Any father knows that, unfortunately, discipline is something that you have to do.  All of us have been out in public or dealt in private with others’ kids that were acting like total hellions, and it was obvious that their parents had just given up on disciplining them. Discipline shouldn’t be confused with punishment: punishment is punitive and reactionary, whereas discipline is a system by which you teach and enforce certain behavioral rules, with established consequences for violating these rules. It’s the difference between smacking your kid when they say a bad word and constructing a system by which good manners and language is encouraged (such as the “Swear Word Jar” in our household.) What do you have to do to keep discipline fair and effective?

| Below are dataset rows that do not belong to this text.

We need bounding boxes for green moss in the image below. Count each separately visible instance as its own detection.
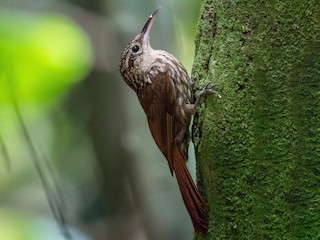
[192,0,320,239]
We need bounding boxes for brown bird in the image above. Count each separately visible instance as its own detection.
[120,9,214,234]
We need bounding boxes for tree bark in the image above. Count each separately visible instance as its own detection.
[192,0,320,240]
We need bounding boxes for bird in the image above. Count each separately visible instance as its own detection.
[119,8,211,235]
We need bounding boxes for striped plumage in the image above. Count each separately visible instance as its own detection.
[120,11,208,234]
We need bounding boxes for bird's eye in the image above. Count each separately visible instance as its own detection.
[131,45,140,53]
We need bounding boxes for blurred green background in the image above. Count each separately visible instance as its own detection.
[0,0,200,240]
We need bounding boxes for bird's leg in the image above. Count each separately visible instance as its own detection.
[187,83,221,115]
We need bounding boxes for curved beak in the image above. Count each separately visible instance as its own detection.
[141,8,160,43]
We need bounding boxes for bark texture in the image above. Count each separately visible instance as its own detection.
[192,0,320,240]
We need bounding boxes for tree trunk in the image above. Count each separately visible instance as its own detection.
[192,0,320,240]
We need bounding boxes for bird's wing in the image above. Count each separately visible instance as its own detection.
[138,73,176,174]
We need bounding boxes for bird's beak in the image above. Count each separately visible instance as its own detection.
[141,8,160,43]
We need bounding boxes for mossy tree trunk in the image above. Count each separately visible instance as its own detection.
[192,0,320,240]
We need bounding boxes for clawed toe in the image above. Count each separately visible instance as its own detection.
[198,83,221,98]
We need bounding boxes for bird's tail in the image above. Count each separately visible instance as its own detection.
[173,146,209,235]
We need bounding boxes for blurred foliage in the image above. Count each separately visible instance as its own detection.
[0,0,204,240]
[0,8,92,104]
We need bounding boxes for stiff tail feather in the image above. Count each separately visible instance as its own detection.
[173,146,209,235]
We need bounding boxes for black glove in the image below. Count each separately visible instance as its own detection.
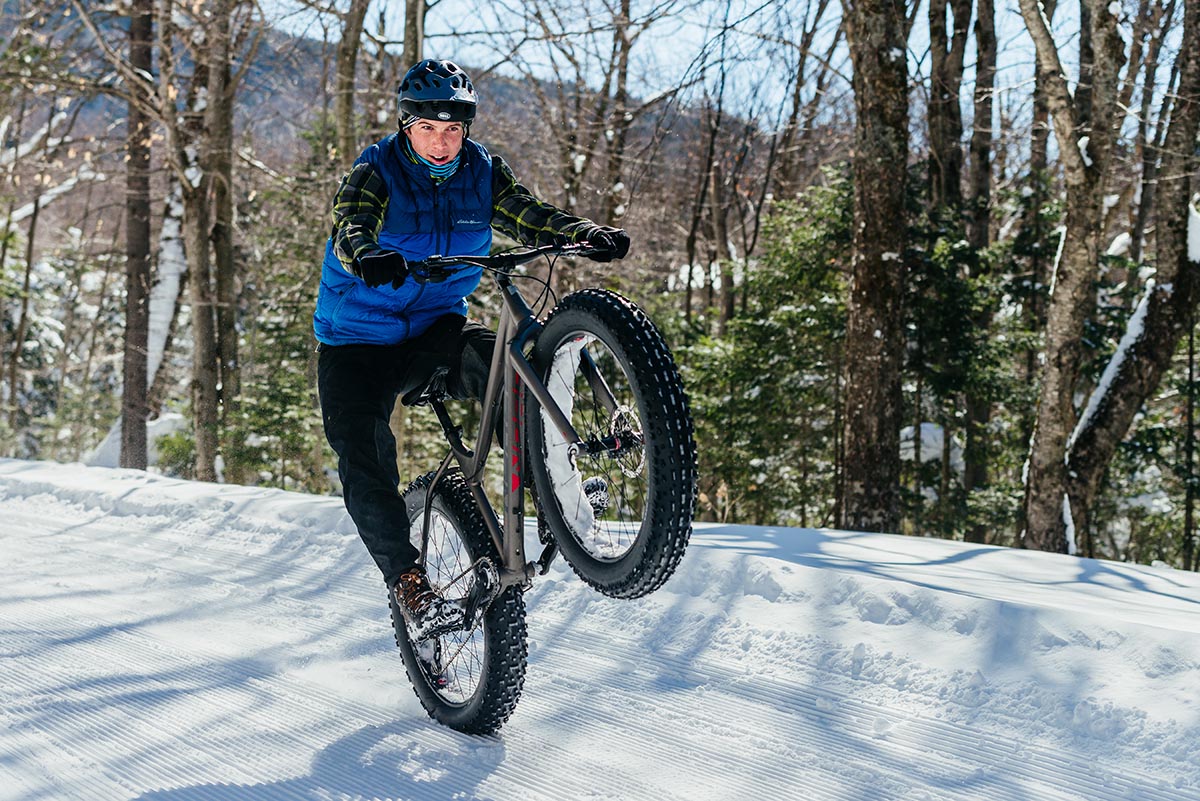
[578,225,629,261]
[354,251,408,289]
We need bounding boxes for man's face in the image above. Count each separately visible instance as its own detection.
[404,120,463,164]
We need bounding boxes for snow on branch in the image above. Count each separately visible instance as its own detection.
[1067,278,1156,450]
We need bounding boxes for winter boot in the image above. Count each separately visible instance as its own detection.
[391,566,466,643]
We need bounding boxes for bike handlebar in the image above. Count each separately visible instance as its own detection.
[408,242,601,283]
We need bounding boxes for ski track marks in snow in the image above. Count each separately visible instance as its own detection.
[0,460,1200,801]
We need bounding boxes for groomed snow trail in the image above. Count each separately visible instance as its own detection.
[0,460,1200,801]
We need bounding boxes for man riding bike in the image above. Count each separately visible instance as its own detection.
[313,60,629,639]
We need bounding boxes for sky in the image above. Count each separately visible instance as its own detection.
[0,459,1200,801]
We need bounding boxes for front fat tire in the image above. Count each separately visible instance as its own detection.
[391,472,528,734]
[526,289,696,598]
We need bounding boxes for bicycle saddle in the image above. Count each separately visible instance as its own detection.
[400,367,450,406]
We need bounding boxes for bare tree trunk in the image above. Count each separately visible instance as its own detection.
[1068,2,1200,544]
[709,163,734,335]
[8,195,42,443]
[1183,314,1196,571]
[334,0,367,170]
[962,0,996,542]
[839,0,908,531]
[203,0,245,483]
[1020,0,1124,553]
[120,0,154,470]
[600,0,633,225]
[929,0,971,215]
[1129,0,1178,264]
[402,0,428,70]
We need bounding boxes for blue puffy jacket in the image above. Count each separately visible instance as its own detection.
[313,133,492,345]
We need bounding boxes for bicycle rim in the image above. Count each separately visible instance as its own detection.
[541,331,650,562]
[409,506,486,706]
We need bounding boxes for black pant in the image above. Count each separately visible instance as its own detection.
[317,314,496,586]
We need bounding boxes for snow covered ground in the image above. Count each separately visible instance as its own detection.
[0,460,1200,801]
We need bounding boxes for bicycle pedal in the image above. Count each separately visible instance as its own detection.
[463,559,503,628]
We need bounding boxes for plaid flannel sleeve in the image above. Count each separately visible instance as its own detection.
[492,156,594,246]
[332,164,388,272]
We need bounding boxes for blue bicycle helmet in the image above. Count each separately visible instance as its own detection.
[396,59,478,127]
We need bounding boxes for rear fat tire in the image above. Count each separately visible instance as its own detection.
[390,471,528,734]
[526,289,696,598]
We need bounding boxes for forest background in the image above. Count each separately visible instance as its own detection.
[0,0,1200,570]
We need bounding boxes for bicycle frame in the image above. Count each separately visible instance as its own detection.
[421,248,617,586]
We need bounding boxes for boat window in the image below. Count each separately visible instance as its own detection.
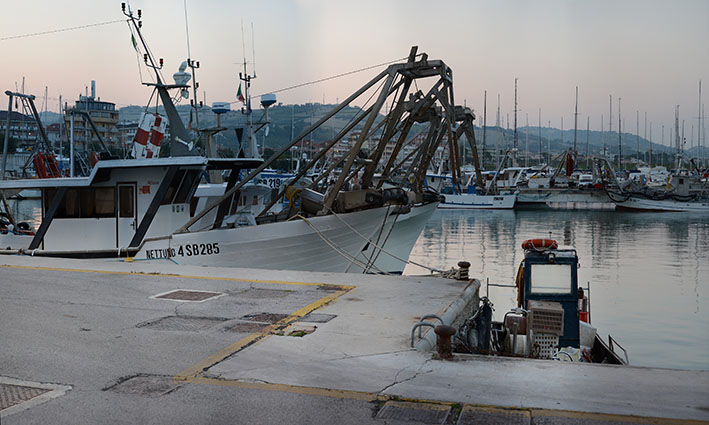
[44,187,116,218]
[118,186,135,218]
[530,264,571,294]
[160,170,185,205]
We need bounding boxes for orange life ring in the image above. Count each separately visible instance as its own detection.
[522,239,559,251]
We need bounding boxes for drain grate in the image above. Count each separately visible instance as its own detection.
[377,401,450,424]
[225,322,268,334]
[300,313,337,323]
[150,289,224,302]
[104,375,181,397]
[458,406,532,425]
[234,288,293,298]
[135,316,229,332]
[0,383,51,410]
[241,313,288,324]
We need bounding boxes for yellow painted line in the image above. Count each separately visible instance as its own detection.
[174,286,354,381]
[0,264,353,289]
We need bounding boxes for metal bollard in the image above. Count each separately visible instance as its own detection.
[456,261,470,280]
[433,325,455,360]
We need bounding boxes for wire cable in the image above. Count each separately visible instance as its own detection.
[0,19,124,41]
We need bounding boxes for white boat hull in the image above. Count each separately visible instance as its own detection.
[135,203,436,273]
[438,193,517,210]
[616,197,709,213]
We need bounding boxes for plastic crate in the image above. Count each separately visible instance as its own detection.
[533,334,559,359]
[527,300,564,336]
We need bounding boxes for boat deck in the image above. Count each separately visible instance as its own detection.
[0,256,709,424]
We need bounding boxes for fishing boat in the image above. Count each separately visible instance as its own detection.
[456,239,628,365]
[0,8,460,273]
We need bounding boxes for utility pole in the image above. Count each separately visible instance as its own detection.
[538,108,543,164]
[512,78,517,167]
[618,98,623,170]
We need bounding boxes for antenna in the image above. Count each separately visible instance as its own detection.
[512,78,517,167]
[574,86,579,156]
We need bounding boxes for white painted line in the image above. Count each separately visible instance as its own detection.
[0,376,71,418]
[148,289,226,303]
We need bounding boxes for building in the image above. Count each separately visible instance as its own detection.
[64,81,121,150]
[0,111,37,150]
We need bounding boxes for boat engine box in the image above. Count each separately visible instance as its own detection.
[527,300,564,336]
[335,189,384,213]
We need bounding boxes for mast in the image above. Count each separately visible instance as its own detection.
[574,86,579,157]
[586,116,591,168]
[643,112,652,168]
[524,112,529,168]
[480,90,487,168]
[635,111,640,168]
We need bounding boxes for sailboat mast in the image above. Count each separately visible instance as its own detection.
[574,86,579,157]
[635,111,640,168]
[480,90,487,168]
[618,98,623,170]
[538,108,542,164]
[512,78,517,167]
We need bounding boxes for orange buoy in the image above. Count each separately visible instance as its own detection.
[522,239,559,251]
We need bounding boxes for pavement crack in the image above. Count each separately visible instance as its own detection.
[377,359,431,394]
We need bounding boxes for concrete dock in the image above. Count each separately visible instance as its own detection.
[0,256,709,425]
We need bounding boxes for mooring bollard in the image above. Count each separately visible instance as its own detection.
[457,261,470,280]
[433,325,455,359]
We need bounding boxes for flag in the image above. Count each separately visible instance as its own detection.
[236,83,246,102]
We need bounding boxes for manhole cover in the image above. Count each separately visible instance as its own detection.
[0,376,71,418]
[150,289,224,302]
[458,406,532,425]
[104,375,180,397]
[241,313,288,324]
[0,383,51,410]
[135,316,229,332]
[300,313,337,323]
[377,401,450,424]
[234,288,293,298]
[225,322,268,334]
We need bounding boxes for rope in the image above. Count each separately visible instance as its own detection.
[243,53,421,103]
[293,214,390,275]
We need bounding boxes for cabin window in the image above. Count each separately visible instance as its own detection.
[118,186,135,218]
[44,187,116,218]
[173,170,201,204]
[530,264,571,294]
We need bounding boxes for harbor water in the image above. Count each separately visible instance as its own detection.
[404,210,709,370]
[6,199,709,370]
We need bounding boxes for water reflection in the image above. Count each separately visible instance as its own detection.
[405,211,709,369]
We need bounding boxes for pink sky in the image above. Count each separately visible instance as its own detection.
[0,0,709,141]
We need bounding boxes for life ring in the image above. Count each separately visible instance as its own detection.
[522,239,559,251]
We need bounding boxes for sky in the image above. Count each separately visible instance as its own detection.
[0,0,709,143]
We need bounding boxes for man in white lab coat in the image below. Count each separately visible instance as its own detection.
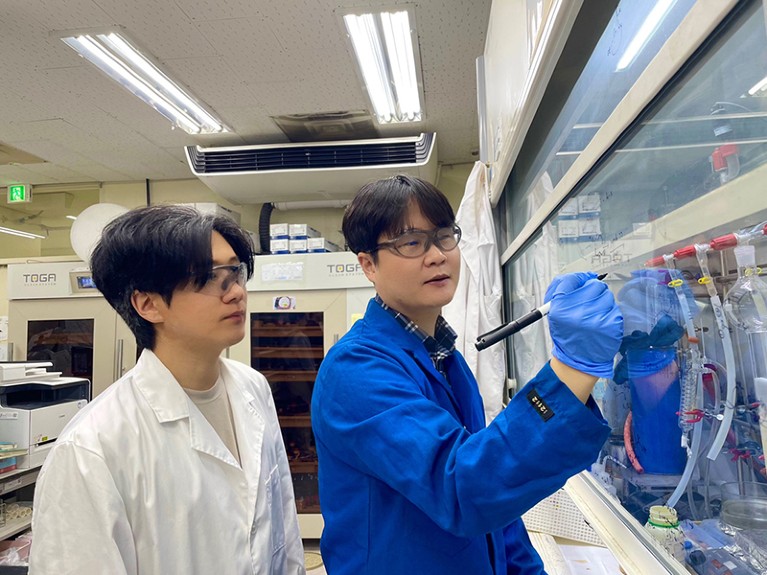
[30,205,305,575]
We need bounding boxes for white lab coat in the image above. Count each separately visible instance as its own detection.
[442,162,506,423]
[30,350,305,575]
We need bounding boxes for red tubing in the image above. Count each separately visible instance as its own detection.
[623,411,644,473]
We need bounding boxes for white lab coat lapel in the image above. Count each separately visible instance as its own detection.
[221,363,266,525]
[442,162,506,423]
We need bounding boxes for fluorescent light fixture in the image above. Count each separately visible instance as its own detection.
[0,226,45,240]
[615,0,676,72]
[748,76,767,96]
[61,32,229,134]
[344,10,423,124]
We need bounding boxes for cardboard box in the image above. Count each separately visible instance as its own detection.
[306,238,343,253]
[288,224,320,240]
[269,239,290,254]
[269,224,290,240]
[288,239,306,254]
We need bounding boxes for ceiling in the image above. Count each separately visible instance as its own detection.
[0,0,491,192]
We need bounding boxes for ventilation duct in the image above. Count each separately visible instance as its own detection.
[186,133,437,204]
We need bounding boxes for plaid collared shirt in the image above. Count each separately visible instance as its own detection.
[375,294,458,383]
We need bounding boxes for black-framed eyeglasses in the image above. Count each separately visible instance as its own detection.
[197,263,248,297]
[376,225,461,258]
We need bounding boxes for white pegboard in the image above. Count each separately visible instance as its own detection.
[522,489,605,547]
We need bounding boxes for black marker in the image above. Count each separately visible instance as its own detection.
[474,274,607,351]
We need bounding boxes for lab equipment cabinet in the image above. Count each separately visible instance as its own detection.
[8,261,137,397]
[229,252,375,539]
[495,0,767,575]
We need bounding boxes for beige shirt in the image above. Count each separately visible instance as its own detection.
[184,377,241,463]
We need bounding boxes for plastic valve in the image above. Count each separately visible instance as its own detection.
[674,246,695,260]
[709,234,738,250]
[644,256,668,268]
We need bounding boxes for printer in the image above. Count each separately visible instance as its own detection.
[0,362,91,469]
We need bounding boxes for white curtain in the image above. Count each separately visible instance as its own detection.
[442,162,506,423]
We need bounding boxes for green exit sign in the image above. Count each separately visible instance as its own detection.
[8,184,32,204]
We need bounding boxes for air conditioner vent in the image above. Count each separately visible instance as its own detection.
[186,133,437,203]
[187,134,434,174]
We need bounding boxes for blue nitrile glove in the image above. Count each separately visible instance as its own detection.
[613,316,684,385]
[544,272,623,378]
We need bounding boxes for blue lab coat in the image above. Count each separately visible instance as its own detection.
[312,300,609,575]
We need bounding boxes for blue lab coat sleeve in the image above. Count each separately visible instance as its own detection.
[312,302,609,575]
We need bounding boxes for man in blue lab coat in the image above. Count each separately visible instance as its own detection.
[312,176,623,575]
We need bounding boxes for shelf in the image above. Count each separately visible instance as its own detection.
[297,505,320,514]
[560,160,767,273]
[0,504,32,541]
[288,460,319,473]
[278,415,312,427]
[261,369,317,383]
[0,467,40,496]
[251,345,325,359]
[250,323,323,337]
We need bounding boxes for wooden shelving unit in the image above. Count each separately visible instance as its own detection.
[250,311,325,515]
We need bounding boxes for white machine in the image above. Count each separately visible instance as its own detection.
[0,362,91,469]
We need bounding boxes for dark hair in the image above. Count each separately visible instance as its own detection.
[90,204,254,349]
[341,175,455,259]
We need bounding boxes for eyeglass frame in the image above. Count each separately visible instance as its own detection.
[195,262,248,297]
[370,224,463,259]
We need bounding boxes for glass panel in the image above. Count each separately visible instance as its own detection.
[250,312,324,513]
[505,2,767,573]
[27,319,94,381]
[503,0,695,245]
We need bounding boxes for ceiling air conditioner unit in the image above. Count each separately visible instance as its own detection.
[186,133,437,204]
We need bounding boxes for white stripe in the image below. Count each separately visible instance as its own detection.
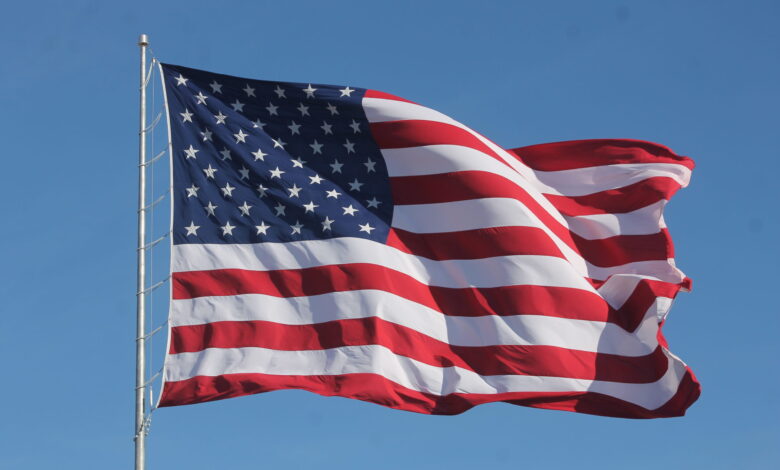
[566,199,668,240]
[535,163,691,196]
[393,197,666,239]
[165,345,685,410]
[171,290,658,356]
[171,237,595,292]
[381,145,690,196]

However, many fathers find themselves unsure about the appropriate level of punishment. Go too soft on your kids, and they’ll think they can get away with anything. But, if you’re too harsh, they’ll be more focused on the injustice of your response and may miss the lesson you’re trying to teach.  So how do you find the balance?

  • Be fair but age-appropriate. You can’t apply discipline differently with your children, except when it comes to age. For example, the established penalty for lying should be the same across the board, but an older child lying about a failed test isn’t the same as a toddler lying about stealing a cookie.
  • Use an appropriate level of punishment. Grounding a kid for three weeks for being late one time is extreme. Set up a system where the penalty becomes progressively more severe, and stick to it.
  • Be creative and tailor penalties for better effect.  In my family, our kids are very different from one another, and the penalties they pay for transgressing the rules vary accordingly. For instance, my daughter is very sociable, and being grounded for her means she loses computer privileges, whereas my very active son might have his bike and neighborhood privileges revoked for a few days.
  • Talk about things. Just throwing out a punishment and not discussing why what happened was wrong isn’t conducive to improving behavior. When you have to punish your child, make sure you talk frankly about what they did, their reasons for doing it, and why it wasn’t right.
  • Don’t be a hypocrite. This has come up in our home, with the aforementioned Swear Word Jar. Since my wife and I have been known to use salty language, it became obvious recently that it was rubbing off on the kids, and saying, “Do as I say, not as I do” just wasn’t working. So, the Swear Word Jar was implemented. Anytime a bad word is used, regardless of who said it, they have to pony up some cash as a penalty. Being a hypocrite is one of the best ways to alienate your kids…and instill bad habits in them that you will have a very hard time breaking.
  • Don’t react in anger. Although sometimes it’s just impossible in practice, try to make it so that, when possible, try to enforce discipline when you have had a chance to cool your head.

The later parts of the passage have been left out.